A careful classmate may notice that the journal file is a 100ms brush disc at a time. So what if the system power-down just happened after the last brush journal 50ms? At this point, we can look at the next concept of MongoDB persistence: Write attention

Write attention (write Concern)

Writing attention (or translating to write security) is a feature that is unique to MongoDB. It gives you the flexibility to specify persistent settings for your write operations. This is a tradeoff between performance and reliability. There are several levels of write attention:

{w:0} unacknowledged

Unacknowledged means that for each write operation, MongoDB does not return a successful status value. This level is the best and least secure level of write performance. For example, if you try to insert a document that violates uniqueness (a duplicate ID number), MongoDB refuses to write and error. But because the driver does not care about your error, the application is filled with joy to think that everything is all right, the next time you look at that data, there will be a data loss situation.

There are times when MongoDB is used to keep some of the monitoring and program log data, this time if you have 1 or 2 data loss, it will not have any impact on the application.

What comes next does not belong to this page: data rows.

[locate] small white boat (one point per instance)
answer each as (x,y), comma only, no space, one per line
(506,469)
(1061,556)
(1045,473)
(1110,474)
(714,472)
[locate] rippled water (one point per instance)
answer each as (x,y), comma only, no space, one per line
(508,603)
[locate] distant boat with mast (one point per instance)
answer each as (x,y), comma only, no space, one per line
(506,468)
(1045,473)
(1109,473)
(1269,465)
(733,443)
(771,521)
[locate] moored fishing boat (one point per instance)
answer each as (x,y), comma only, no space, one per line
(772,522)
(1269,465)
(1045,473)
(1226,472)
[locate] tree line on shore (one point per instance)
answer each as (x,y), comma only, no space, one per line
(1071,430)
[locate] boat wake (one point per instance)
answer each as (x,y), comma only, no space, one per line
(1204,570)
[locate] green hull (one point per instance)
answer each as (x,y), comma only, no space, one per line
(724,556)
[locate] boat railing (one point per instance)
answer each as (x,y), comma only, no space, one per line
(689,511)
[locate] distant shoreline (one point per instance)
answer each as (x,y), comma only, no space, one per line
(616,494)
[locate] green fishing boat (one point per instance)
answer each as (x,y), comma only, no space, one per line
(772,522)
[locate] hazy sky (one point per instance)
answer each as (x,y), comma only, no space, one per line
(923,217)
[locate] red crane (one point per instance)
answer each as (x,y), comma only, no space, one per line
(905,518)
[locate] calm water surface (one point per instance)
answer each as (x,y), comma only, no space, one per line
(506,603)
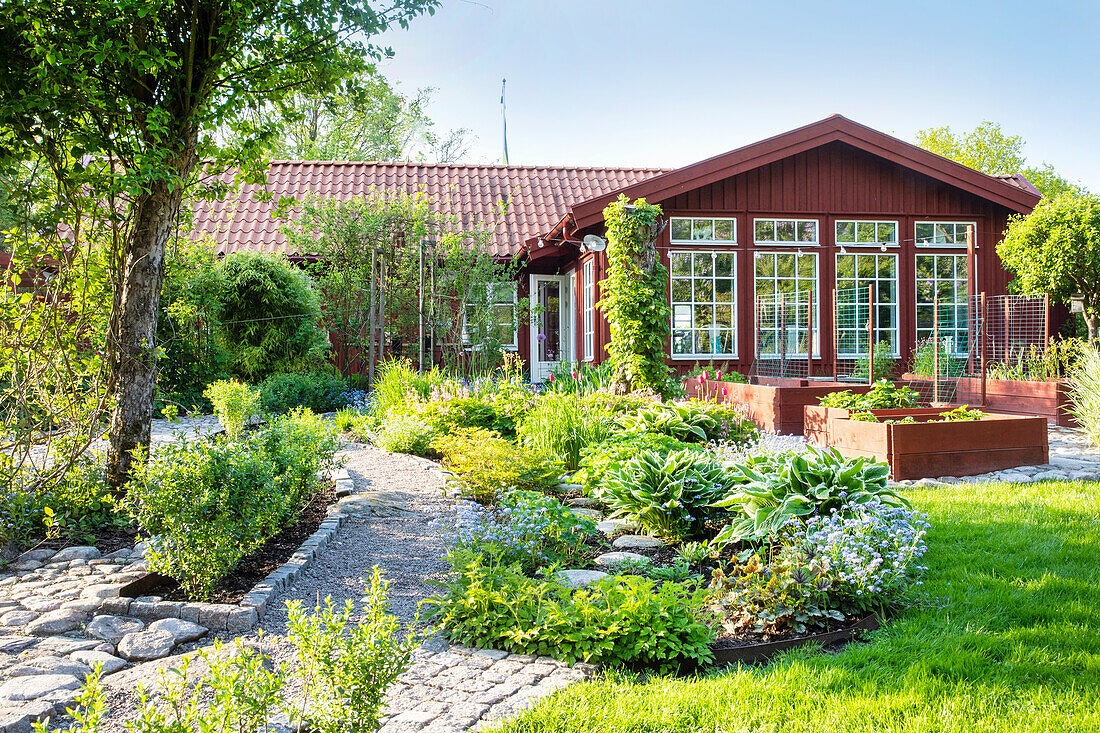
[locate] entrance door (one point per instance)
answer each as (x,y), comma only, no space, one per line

Based on the early immaturity of these mongodb considerations, the default setting for MongoDB before 2.2 is {w:0}. This is a great choice for MongoDB to regret, because this is the root cause that many people feel that mongodb data is unsafe.

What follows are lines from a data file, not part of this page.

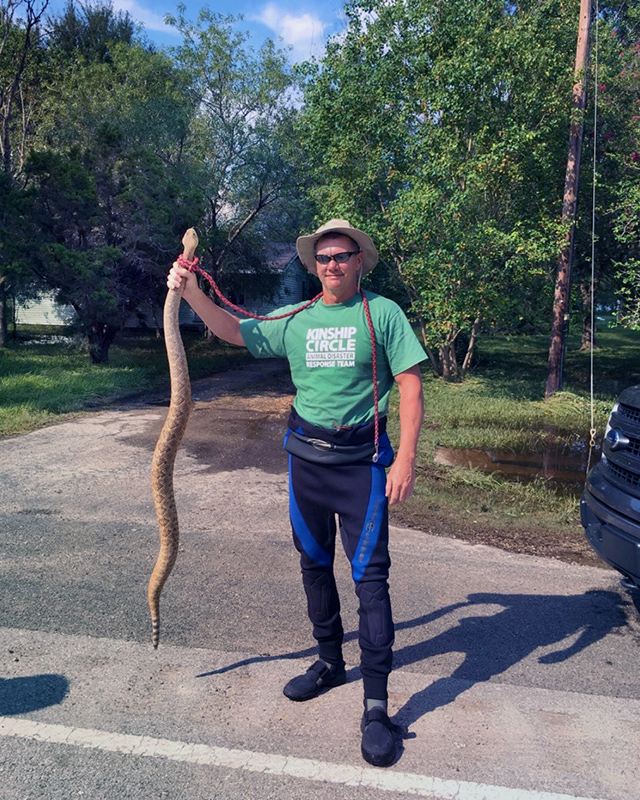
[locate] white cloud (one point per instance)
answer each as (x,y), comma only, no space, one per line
(150,20)
(304,33)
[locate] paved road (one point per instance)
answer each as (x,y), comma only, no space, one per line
(516,677)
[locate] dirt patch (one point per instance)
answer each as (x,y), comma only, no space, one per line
(239,418)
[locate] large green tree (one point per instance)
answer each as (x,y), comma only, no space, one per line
(110,188)
(240,141)
(21,55)
(440,127)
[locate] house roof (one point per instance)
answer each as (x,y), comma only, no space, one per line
(278,255)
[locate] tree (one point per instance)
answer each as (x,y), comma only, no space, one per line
(240,139)
(445,142)
(20,50)
(110,188)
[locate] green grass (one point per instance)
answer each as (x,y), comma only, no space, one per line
(41,380)
(500,406)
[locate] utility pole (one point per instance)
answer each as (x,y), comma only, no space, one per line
(563,274)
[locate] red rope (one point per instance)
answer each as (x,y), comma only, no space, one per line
(192,266)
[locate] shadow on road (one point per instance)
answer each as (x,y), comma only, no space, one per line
(21,695)
(493,643)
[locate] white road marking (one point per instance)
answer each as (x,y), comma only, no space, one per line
(309,769)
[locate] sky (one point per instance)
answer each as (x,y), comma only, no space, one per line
(303,26)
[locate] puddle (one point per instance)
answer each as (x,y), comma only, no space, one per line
(563,468)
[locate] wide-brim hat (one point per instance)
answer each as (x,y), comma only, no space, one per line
(306,245)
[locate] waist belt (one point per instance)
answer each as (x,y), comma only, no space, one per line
(318,451)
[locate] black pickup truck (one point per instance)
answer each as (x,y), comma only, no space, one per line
(610,504)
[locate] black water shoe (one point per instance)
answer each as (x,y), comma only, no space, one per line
(318,677)
(378,738)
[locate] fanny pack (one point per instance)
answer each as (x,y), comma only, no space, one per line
(334,447)
(318,451)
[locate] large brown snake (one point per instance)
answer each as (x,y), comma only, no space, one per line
(164,455)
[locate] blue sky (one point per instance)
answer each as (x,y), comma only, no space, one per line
(302,25)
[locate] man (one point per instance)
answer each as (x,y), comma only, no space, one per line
(339,450)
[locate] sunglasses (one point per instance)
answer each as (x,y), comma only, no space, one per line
(339,258)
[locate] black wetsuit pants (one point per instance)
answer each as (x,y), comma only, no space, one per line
(355,493)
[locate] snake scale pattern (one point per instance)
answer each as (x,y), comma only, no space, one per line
(164,455)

In MongoDB 2.4, this setting has been changed to the following {w:1}

{W:1} acknowledged

Acknowledged means that each write to MongoDB confirms the completion state of the operation, whether successful or failed. This acknowledgment is, of course, just a memory write based on the master node. However, this level can detect errors such as duplicate primary keys, network errors, system failures, or invalid data.

Since the 2.4 release, the default write security setting for MongoDB is {w:1} acknowledged. In this case, the loss of data due to system failure will only be the case of the log we mentioned earlier that did not brush the disk in time. If you cannot accept a possible 100ms loss of data due to a system crash, then you can choose the next level: {j:1} journaled

{J:1} Journaled

Using this method means that each write operation will not return until MongoDB actually journal the disk. Of course, this does not mean that every write operation equals an IO. MongoDB will not immediately brush the disk for each operation, but will wait up to 30ms, the write operations in the 30ms together, in order to append the way to write to the disk. Within this 30ms, the client thread will be in a wait state. This will increase the overall response time for a single operation, but for high concurrency scenarios, the combined average throughput and response time will not have much impact. Especially if you can deploy a dedicated storage system to journal with an optimized IO bandwidth for sequential writes, this impact on performance can be minimized.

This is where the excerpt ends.